Steve Smith's hundred sealed the match for Australia
Steve Smith's hundred sealed the match for Australia

The build-up to the semi-final clash in Sydney was intense. Past and present players, experts et all provided their bona fide previews and suggestions. After all, the cricketing world was witnessing two of the strongest contenders of the World Cup.

The match, despite its projected intensity, ended with a loud unsatisfactory thump with Australia thrashing the defending champions by 95 runs. It also ended India's 11-game unbeaten run in the World Cup dating back to 2011.

With Steve Smith's hundred and Johnson's late cameo, Australia made 328/7 after their 50 overs.
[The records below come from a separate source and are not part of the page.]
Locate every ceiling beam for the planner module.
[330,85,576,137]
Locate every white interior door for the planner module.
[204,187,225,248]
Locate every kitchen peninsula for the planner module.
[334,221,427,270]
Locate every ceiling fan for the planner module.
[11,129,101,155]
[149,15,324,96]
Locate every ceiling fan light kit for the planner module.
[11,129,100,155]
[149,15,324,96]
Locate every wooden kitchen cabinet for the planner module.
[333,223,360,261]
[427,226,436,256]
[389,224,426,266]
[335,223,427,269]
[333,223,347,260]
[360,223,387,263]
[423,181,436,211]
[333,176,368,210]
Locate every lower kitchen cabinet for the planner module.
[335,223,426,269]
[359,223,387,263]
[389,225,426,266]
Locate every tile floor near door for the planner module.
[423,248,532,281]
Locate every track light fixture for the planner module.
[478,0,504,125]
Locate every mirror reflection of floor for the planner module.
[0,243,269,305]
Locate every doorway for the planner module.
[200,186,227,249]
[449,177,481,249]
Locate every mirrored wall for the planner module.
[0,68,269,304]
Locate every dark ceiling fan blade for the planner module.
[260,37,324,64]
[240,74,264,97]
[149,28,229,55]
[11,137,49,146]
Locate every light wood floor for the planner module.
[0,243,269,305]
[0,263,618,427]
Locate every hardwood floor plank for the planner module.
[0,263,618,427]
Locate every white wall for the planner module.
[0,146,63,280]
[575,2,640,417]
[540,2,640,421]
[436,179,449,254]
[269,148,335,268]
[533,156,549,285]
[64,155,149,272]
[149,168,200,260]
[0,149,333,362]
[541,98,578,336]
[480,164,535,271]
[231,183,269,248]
There were many individual match-ups but at the end, however, Australia's success to get Virat Kohli early in his innings was the one that sealed the deal.

Grant Elliot- BackCaps' Cult Hero

Elliot played a lone hand for the Kiwi's in the semi final
Elliot played a lone hand for the Kiwi's in the
semi final

The first semi-final between two of the favourites produced a classic example of what it is like to be in a World Cup knock-out game. Both the sides had never qualified for the big final. And the moment was ripe for either of the sides to win a shot at the title.
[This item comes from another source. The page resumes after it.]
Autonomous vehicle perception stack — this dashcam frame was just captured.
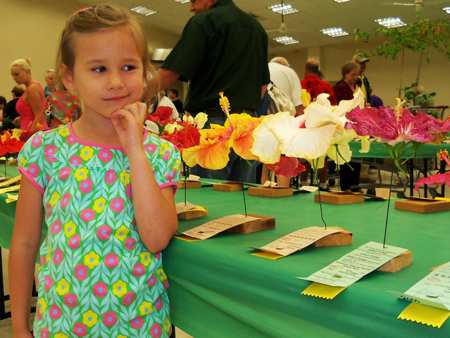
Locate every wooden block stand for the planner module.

South Africa, batting first, posted 281 runs after a reduced 43 overs play. The innings witnessed skipper AB de Villiers playing yet another innings of the highest order. Then, a late spike from David Miller provided their innings a surge which at one point seemed good enough for the knock-out.
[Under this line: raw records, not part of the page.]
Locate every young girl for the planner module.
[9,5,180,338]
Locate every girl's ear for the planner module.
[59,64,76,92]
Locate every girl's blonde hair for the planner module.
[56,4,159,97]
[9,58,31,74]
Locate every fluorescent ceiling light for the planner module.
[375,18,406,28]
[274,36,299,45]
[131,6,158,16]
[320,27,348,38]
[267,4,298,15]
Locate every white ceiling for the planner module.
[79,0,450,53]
New Zealand's chase started in the best possible fashion. Skipper Brendon McCullum set the fire-works on with a blistering 59 from 26 balls. However, there were some middle order collapses. Grant Elliot then played the knock of a lifetime, wearing down fiery spells from Morne Morkel and Dale Steyn to win the match with one ball remaining.

Needing 11 runs to win the match, Elliott carded the fifth delivery over long-on for a six.

Mitchell Starc lays havoc on NZ

Starc's 6 for 28 destroyed the Kiwi's middle and lower order.
Starc's 6 for 28 destroyed the Kiwi's middle and lower order.

Before the final, the two co-hosts met in a Pool A clash at Eden Park. It was one of the most eagerly awaited match-ups of the tournament, and as expected, it proved to be a thriller, with New Zealand winning by one wicket. The match in Auckland witnessed some of this World Cup's best individual performances.

Michael Clarke won the toss and gleefully opted to bat first. But the Aussie script went horribly wrong once the Kiwi new ball pair of Tim Southee and Trent Boult began sending batsmen in a hurriedly arranged parade. Australia could only manage a relatively low score of 151 runs on the board.

McCullum did what he does scoring 54 runs off 24 balls. Then Mitchell Starc toyed with the Kiwi middle and lower order, removing six wickets to give the four-time world champions a realistic chance to beat their neighbors.

But despite all the drama, Kane Williamson finished the match in style by hitting a six over long-on to Pat Cummins.

Some of the other notable moments of the World Cup included India beating arch-rivals Pakistan in their opening game of their campaign to get on top of the mother of all battles. This was the sixth time India beat Pakistan and that too, quite convincingly, in a World Cup.